Geçen hafta, olumsuz ekonomik haberlere karşılık borsalar şaha kalktı. Örneğin, Dow Jones sanayi indeksi Salı günü %10’dan fazla değer kazandı. Halbuki ayni gün veriler (tüketici güven indeksi), ABD’de ve dünya ekonomisinde büyümeyi destekleyen ABD tüketicisinin nihayet “havlu atığını” gösteriyordu. Bir önceki hafta BBC, İngiltere’de, gıda tüketiminin kayıtlar tutulmaya başlandığından bu yana ilk kez gerilediğini bildirmişti.

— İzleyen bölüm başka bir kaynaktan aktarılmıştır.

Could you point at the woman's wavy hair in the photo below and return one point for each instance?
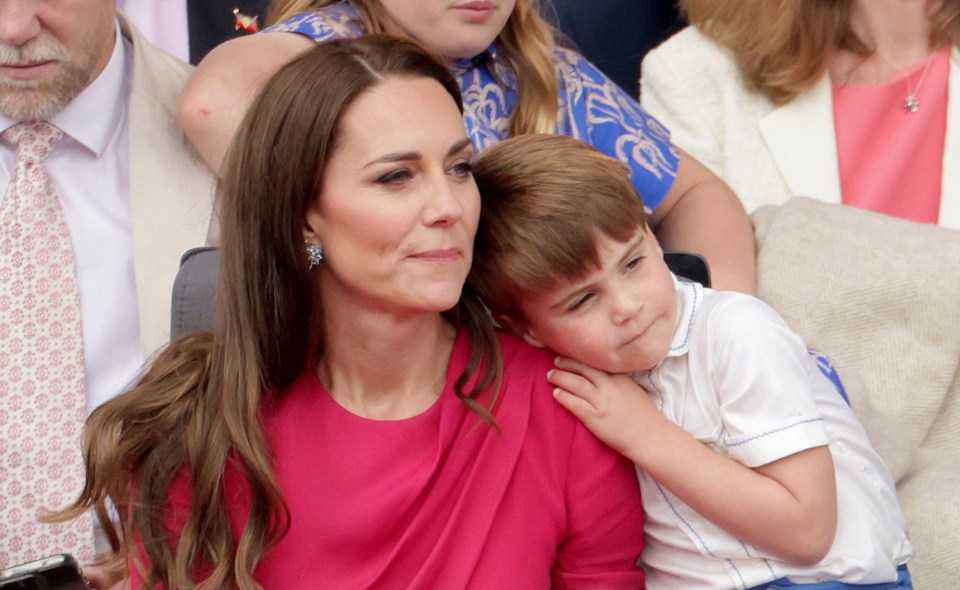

Bloomberg,  borsadaki yükselmeye ilişkin haberinin hemen altında kredi krizinin “reel ekonomiyi vurduğunu” bildiriyor, birkaç gün sonra da New York Times, sıranın kredi kartları borçlarına geldiğini yazıyordu. ABD’de ekonomik büyümesinin %70’i tüketici talebinden kaynaklanıyor. Bu tüketici talebi dünyanın geri kalanında özellikle de Asya (öncelikle de Çin’de) oluşmuş tasarruflarla finanse ediliyordu. Böylece, dünya ekonomisinin %25’indan fazlasını oluşturan ABD’nin ekonomik büyüme hızı, 2000-2006 arasında dünya ekonomik büyüme hızındaki artışının % 70’ine yakınını sağlıyordu. Geçen hafta bir diğer veri de ABD ekonomisinin daralmakta olduğuna ilişkindi.

Şimdi bu koşullarda, Fransa ve İngiltere’nin resmen resesyona girdiğinden, Çin’de ekonomik büyümenin %10-11’lerden %8-9 arasına gerilemesine ilişkin beklentilerden hareketle, küresel resesyonun artık yerleştiği sonucuna ulaşabiliriz.

Resesyon, küresel bile olsa, tek başına çok tehlikeli bir olgu değil. İş devrelerinin, adeta kapitalist ekonominin “nefes alıp verme hareketinin, nefes verme aşaması” olarak görülebilir. Ancak durum 1997’den bu yana farklı. 1997 Asya krizinden sonra merkez ülkelerde oluşan köpüklerin patlamasıyla oluşan resesyonun, depresyona dönüşmemesi için şişirilen gayrimenkul piyasası ve “menkulleştirme” köpüklerinin arkasındaki parasal genişleme, neo-liberal ekonomi yönetim modelinin “tabancasındaki son kurşundu”. Bu nedenledir ki biz bu köpükler oluşurken, geriye doğru bakarak neo-liberal modelin “destek fantezisi” olan “küreselleşmenin” Asya kriziyle birlikte sona ermeye başladığını, yeni bir döneme geçiş sürecinin gündeme geldiğini savunmaya başlamıştık (örneğin: Küreselleşmeden sonra- geçiş sürecinde gezintiler, Ütopya yayınları, Nisan 2006).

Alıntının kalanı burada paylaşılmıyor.